Panoptic Strategies

A Catalyst for Growth and Sustainability

for Small to Mid Sized Companies

Working Capital and Staffing: Don't Let These Challenges Drag You Down


Originally published in the July 2016 Issue of The Business Journal


Over the years I've written often on the subject of starting a business and two major challenges always emerge: working capital and staffing. In today's tight credit and labor environment nothing has changed.

Let's tackle working capital first because without the judicious use of it, worrying about staffing will be moot. You've probably read countless times that most small businesses fail because of insufficient funds. There's a reason for that: it's true.
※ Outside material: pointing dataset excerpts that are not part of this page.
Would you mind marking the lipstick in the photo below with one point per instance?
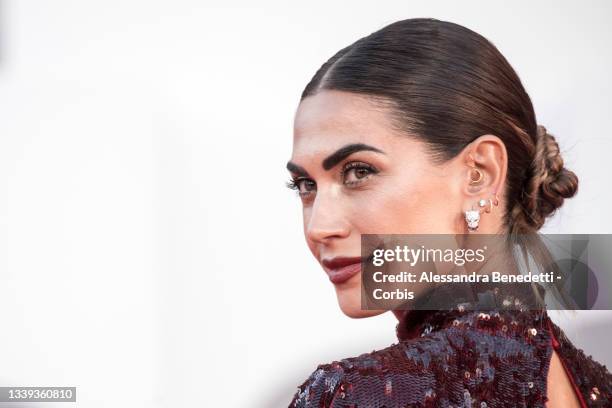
(341, 269)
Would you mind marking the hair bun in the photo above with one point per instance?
(547, 182)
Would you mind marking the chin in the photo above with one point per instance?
(351, 306)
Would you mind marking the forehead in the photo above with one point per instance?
(331, 119)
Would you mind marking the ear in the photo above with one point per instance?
(487, 154)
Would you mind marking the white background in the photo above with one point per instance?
(149, 252)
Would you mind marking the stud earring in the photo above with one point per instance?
(472, 218)
(475, 176)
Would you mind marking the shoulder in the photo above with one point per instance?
(451, 366)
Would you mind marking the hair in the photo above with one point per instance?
(447, 85)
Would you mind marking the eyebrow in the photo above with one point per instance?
(334, 158)
(346, 151)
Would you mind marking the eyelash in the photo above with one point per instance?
(294, 183)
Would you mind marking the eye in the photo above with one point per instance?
(355, 173)
(304, 186)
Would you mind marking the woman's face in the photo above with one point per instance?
(356, 175)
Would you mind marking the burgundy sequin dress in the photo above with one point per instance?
(459, 357)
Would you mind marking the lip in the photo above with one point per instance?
(341, 269)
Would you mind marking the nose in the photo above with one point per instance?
(326, 220)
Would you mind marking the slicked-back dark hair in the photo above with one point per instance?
(447, 85)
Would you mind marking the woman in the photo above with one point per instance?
(406, 131)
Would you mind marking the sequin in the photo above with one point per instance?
(459, 368)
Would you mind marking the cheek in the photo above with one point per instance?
(408, 207)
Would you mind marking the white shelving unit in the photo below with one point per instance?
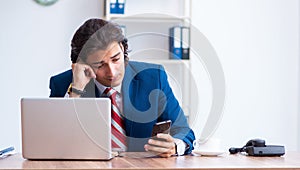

Entrepreneurs are inherently optimistic which leads to their tendency to overestimate sales and underestimate expenses. One should do just the opposite: start with the worst case scenario and determine if you have enough cash to get through the first year of operation.

Keep in mind, in the beginning you'll be on your own. Banks don't typically loan money to a business without at least two years of financials. Initial funding will invariably come from your own resources (savings, credit cards, second mortgage, etc) or from friends and family.

On the flip side also examine what your capital needs may be if your business takes off. Will you have enough money to fuel the growth or will you find yourself turning business away? This is a happier problem and one where you'll likely have options. Although expensive, accounts receivables, and even purchase orders, can be financed to accelerate cash flow.

Some final working capital tips. Focus your initial expenditures only on items that are crucial to your core business. For example: if your desired location works, don't spend money remodeling to make it perfect. Perfect is the enemy of the good, so target your financial resources on "must haves" not "nice to haves."

Resist the desire to buy everything new. New stuff is nice but ask yourself if a new desk, phone system, or shelves in a warehouse will improve your chances of success? In some cases the answer may be yes. If you were opening a high-end day-spa the look would be important and projecting a "hand me down" image could be a show-stopper. However, even in that scenario there may be areas of the business that the customer doesn't see where you could save valuable dollars.

Assuming you have enough working capital the next biggest challenge is finding competent staff. In many sectors this is a national problem but for Vermont and the Monadnock Region the challenges are magnified. Whether its Vermont's higher cost of living, or Monadnock's need for sophisticated manufacturing skills make hiring and retaining key staff is an on-going local concern.

Unfortunately there are no magic bullets but there may be ways to move the needle. Consider offering some sort of profit-sharing plan. Doing so can get your employees more invested in your business and will increase their compensation and retention if things go well. I'm doing this with a restaurant I've just opened. As a semi-absentee owner, profit-sharing will hopefully help me develop a staff that will treat the business as their own.

There may also be other options that won't necessarily cost more. Sometimes it isn't only about dollars so flexibility and offering potential employees flexible hours might help tip the scales. For instance: a work week of four 10-hour days saves employees' travel costs and can provide built-in three-day weekends. Think about whether two part-time people can effectively fill one full time role. And sometimes the right skills can be found by considering retired people who are looking for limited hours.

The bottom line is in the hiring process don't confine yourself to traditional models. And in planning your financial needs think worst case; try to identify contingency sources; and only spend money on items essential to the start-up phase.

Once your business it hitting on all cylinders you can always treat yourself to a new desk.